The company is effectively a one-man show run by Gary Barnier, former director of Opal Aged Care.
He is also a board member of the department's Aged Care Financing Authority. Department deputy secretary Michael Lye told a Senate estimates hearing Mr Barnier received the grants due to "real world" experience running services.
"And we need, in the department, real world experience to understand the practical viability of individual facilities that might be at risk," he said.
Labor senator Kristina Keneally said Mr Barnier's experience included being the chief executive of Domain Principal Group, which ran a Sydney nursing home where a staff member pleaded guilty to lighting a fire where nine residents died.
A resident was found with maggots in her mouth at a Raymond Terrace nursing home run by Opal when Mr Barnier led the company.

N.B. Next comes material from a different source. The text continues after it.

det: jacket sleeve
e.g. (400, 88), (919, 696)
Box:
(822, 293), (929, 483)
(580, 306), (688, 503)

Jayne Carter said an inquiry was "imperative" after she was told by staff at the Opal Raymond Terrace Gardens nursing home that they found maggots in her mother Shirley's mouth. Shirley died at the nursing home in October 2016. Mr Barnier at the time told the ABC that the Raymond Terrace management involved in the case at the time had been dismissed, and that they supported an inquest into the sector.

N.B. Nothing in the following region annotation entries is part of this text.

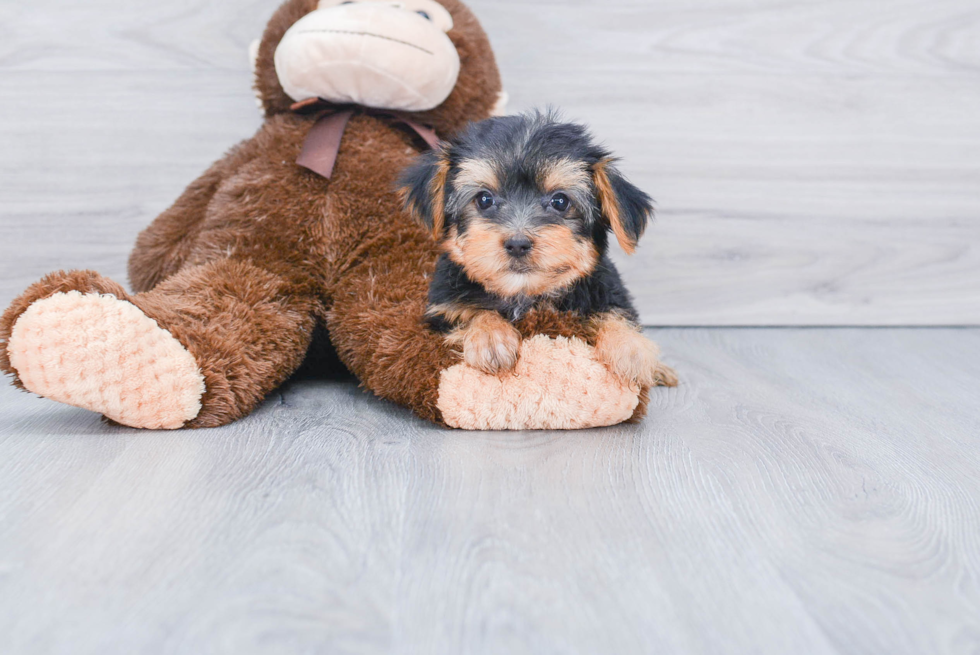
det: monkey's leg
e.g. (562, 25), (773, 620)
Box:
(327, 257), (647, 430)
(0, 260), (315, 429)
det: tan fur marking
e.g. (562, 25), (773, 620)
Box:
(538, 159), (589, 193)
(593, 313), (677, 387)
(455, 159), (500, 191)
(446, 310), (521, 375)
(592, 159), (636, 255)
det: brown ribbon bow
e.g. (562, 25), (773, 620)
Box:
(293, 99), (440, 180)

Senator Keneally said he also had bullying allegations levelled at him while in that role. "Is this the kind of real world experience the department was looking for?"
Aged Care Minister Richard Colbeck said he was aware of the issues but couldn't say if this was before the $900,000 in contracts had been awarded to Mr Barnier.

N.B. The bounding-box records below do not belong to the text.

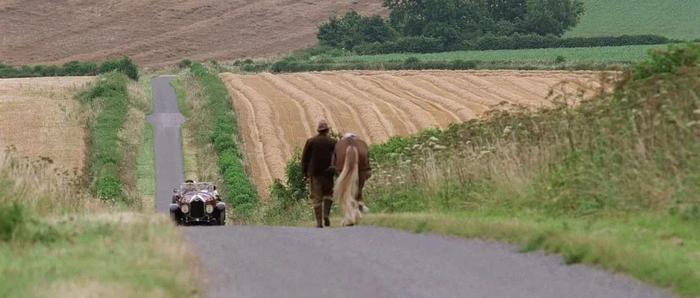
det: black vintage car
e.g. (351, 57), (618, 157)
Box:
(170, 182), (226, 225)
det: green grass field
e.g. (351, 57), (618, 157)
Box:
(332, 45), (666, 62)
(565, 0), (700, 40)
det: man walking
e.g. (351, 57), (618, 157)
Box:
(301, 120), (335, 228)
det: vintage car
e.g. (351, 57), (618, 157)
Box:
(170, 182), (226, 225)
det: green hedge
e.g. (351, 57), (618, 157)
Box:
(78, 72), (129, 202)
(353, 36), (445, 55)
(465, 34), (672, 50)
(0, 57), (139, 81)
(191, 63), (258, 218)
(353, 33), (673, 55)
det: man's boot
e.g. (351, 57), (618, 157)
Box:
(323, 199), (333, 227)
(314, 206), (323, 228)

Mr Lye said the department had been aware of the bullying allegations but no findings were made against Mr Barnier. But Senator Keneally said he had left the company before the investigation was finalised. Mr Lye insisted due diligence was followed, saying Mr Barnier had helped identify aged care homes at financial risk.
"In our view, he has the appropriate skills and he has demonstrated the appropriate skill set to enable us to do that task," he told senators. "We are very, very focused at this particular point in time in preventing organisations from ending up in administration and closing and leaving residents without a home."